Transmedia storytelling (Wikipedia)

Transmedia storytelling is a technique of telling stories across multiple platforms and formats, recognized for its use by mass media to develop media franchises.[1] The Labyrinth Project’s Marsha Kinder calls these franchises “commercial transmedia supersystems” in her 1991 book Playing with Power in Movies, Television, and Video Games: From Muppet Babies to Teenage Mutant Ninja Turtles. She goes on to say “transmedia intertextuality works to position consumers as powerful players while disavowing commercial manipulation.”[2]

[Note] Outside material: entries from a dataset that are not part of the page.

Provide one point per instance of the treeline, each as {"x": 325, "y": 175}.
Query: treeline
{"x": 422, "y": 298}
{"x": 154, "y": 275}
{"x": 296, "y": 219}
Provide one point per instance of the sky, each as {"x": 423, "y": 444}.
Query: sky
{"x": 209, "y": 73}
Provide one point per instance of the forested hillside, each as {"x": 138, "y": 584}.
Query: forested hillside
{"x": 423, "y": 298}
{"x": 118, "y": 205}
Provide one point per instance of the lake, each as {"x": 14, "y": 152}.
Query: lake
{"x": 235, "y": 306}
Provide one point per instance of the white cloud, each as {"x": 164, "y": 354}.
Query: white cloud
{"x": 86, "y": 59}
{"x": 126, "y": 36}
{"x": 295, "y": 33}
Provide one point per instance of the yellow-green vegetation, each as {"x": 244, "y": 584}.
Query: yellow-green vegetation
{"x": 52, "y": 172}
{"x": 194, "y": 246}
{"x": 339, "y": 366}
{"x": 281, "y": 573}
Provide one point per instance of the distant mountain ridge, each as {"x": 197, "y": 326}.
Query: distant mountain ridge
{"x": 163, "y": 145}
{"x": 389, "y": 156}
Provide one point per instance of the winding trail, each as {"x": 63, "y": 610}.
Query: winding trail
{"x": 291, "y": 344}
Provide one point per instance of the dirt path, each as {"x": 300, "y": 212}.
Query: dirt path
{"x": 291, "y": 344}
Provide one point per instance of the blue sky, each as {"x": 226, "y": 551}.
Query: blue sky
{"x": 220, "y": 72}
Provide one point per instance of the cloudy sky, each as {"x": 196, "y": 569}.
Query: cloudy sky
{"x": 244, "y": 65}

In 2003, then MIT media studies professor, Henry Jenkins used the term in his MIT Technology Review article, “Transmedia Storytelling,” where he reflected Kinder’s assumption, via analysis of mass-market entertainment, that the coordinated use of storytelling across platforms can make the characters more compelling.[3] Under the mentorship of Kinder, Stephen Dinehart, used transmedia storytelling as a development methodology, conceptualizing transmedial play and viewer/user/player (VUP). In the paper “Transmedial Play” he relates transmedia storytelling to Richard Wagner’s concept of Gesamtkunstwerk (“the total artwork”).[4] Dinehart goes on to suggest that unlike crossmedia projects of the past, in which IP crosses the media divide for purely product line diversification (merchandising), “true” transmedia is designed in preproduction with the intent of immersion rather than simply rehashing IP in post for maximum ROI.[5]